As other posters have said, go to the church that feels right.

The church I attended feels like home; I am comfortable there, it's welcoming, full of warmth and kindness. I don't know if a congregation of 30 is small or large (CofE traditional parish church) but I (and many others) drive at least 6 miles to attend our wonderful church.

AliMonkey · 29/01/2024 20:30

I also meant to say ...

I really think you should be honest with your current pastor, eg "we've really appreciated this church for all the kids work, which is why we've stayed here so long, and of course we love being at a local church, but we've realised that we've never felt particularly welcomed, and there's a surprising lack of community or support, for example, people seem uncomfortable if I mention something spiritual over coffee. Church X offers us all those things, and being smaller we'd really like to support them, so much as it's hard for us to move, we are planning to join that church full time."

Of course not all churches can meet the needs of all people, but a church that isn't welcoming and whose members don't want to discuss spiritual matters or share their inner lives isn't in my view a good church.

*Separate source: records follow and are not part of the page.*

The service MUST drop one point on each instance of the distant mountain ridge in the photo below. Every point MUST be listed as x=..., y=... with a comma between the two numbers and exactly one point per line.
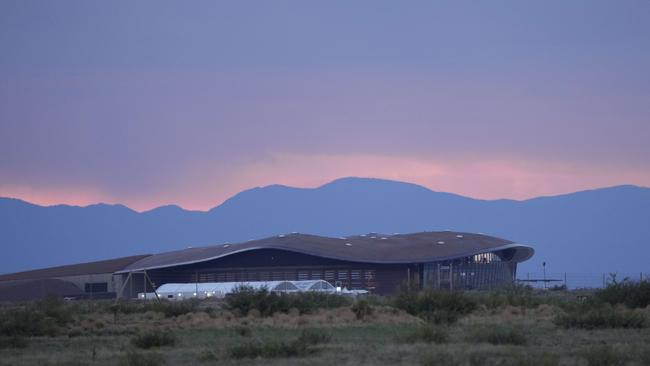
x=597, y=230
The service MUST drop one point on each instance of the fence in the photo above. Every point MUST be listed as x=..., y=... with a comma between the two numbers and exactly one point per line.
x=573, y=280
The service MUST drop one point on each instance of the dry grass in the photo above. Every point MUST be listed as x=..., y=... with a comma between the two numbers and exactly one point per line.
x=386, y=336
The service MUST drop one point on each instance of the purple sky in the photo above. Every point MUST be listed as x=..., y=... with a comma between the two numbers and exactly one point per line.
x=159, y=102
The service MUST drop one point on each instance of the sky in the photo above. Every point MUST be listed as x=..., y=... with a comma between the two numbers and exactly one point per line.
x=150, y=103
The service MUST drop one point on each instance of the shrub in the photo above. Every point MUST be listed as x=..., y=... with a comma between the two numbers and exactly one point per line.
x=629, y=293
x=243, y=331
x=314, y=336
x=132, y=358
x=55, y=308
x=511, y=295
x=437, y=306
x=603, y=316
x=13, y=342
x=173, y=308
x=27, y=322
x=603, y=356
x=511, y=358
x=361, y=309
x=496, y=334
x=440, y=359
x=428, y=334
x=246, y=299
x=271, y=349
x=152, y=339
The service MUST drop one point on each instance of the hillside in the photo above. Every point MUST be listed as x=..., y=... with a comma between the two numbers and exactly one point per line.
x=599, y=230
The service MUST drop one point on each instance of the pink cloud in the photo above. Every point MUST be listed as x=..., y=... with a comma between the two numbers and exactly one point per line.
x=485, y=179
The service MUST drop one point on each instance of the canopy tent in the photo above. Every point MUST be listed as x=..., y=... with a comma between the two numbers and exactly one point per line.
x=180, y=291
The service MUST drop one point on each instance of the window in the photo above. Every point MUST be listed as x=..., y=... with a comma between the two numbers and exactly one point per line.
x=96, y=287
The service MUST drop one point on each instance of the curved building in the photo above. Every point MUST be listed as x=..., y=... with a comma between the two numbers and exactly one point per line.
x=374, y=262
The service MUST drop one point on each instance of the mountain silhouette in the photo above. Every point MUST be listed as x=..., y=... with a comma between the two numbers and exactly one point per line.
x=600, y=230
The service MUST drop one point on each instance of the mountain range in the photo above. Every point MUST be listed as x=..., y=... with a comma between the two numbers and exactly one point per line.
x=600, y=230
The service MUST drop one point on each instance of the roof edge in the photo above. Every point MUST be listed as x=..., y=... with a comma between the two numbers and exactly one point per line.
x=522, y=255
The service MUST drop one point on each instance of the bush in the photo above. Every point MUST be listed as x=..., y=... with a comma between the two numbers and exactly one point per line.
x=440, y=359
x=152, y=339
x=428, y=334
x=243, y=331
x=55, y=308
x=27, y=322
x=603, y=356
x=245, y=299
x=13, y=342
x=361, y=309
x=437, y=306
x=272, y=349
x=511, y=295
x=168, y=308
x=602, y=316
x=132, y=358
x=629, y=293
x=496, y=334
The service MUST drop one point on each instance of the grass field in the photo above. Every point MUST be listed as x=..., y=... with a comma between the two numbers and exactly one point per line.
x=498, y=328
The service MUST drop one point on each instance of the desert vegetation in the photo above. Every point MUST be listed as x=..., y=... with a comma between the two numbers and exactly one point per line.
x=509, y=326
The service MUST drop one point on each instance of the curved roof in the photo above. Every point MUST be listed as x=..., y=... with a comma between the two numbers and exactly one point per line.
x=368, y=248
x=98, y=267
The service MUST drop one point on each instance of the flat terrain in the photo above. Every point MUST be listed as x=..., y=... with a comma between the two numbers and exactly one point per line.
x=209, y=333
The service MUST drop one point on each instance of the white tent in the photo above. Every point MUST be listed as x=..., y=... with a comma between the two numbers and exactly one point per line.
x=180, y=291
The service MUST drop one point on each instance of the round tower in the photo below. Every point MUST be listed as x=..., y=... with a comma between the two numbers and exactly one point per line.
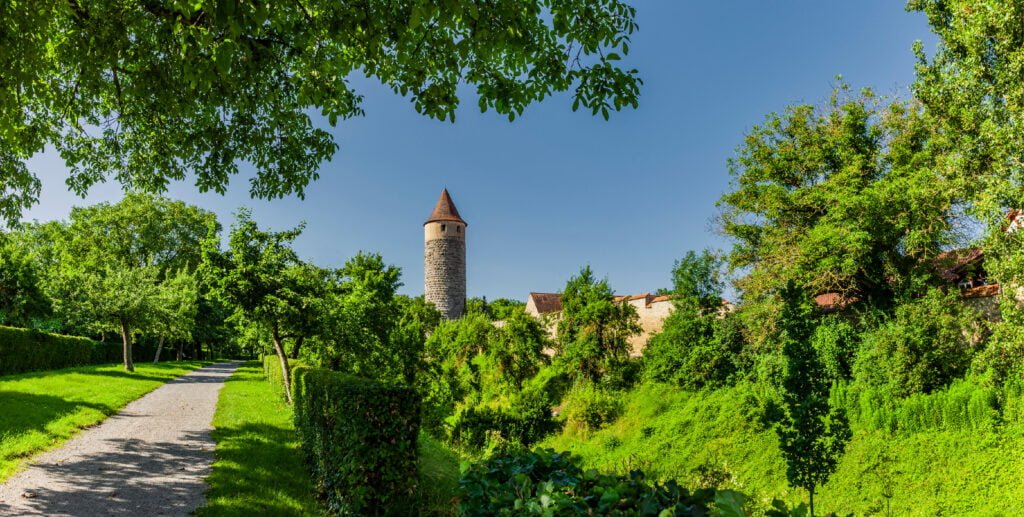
x=444, y=258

It may be that it sees itself as a successful church as it's a large church with big kids programme, but the leadership may need to step back and take a look at whether it could do better in building community and offering support. (My church is a similar size, and it's not perfect, but it offers lots of opportunities for spiritual discussion, it's perfectly normal to discuss such things over coffee and is generally welcoming, though of course in a big church it can be possible to "get lost", so we encourage everyone to join a home group and to serve in some way, as that's always a great way to build friendships.)

Barbarbarann · 29/01/2024 20:49

@AliMonkey So well said! Thank you. I have a feeling I will be using some of those words verbatim!!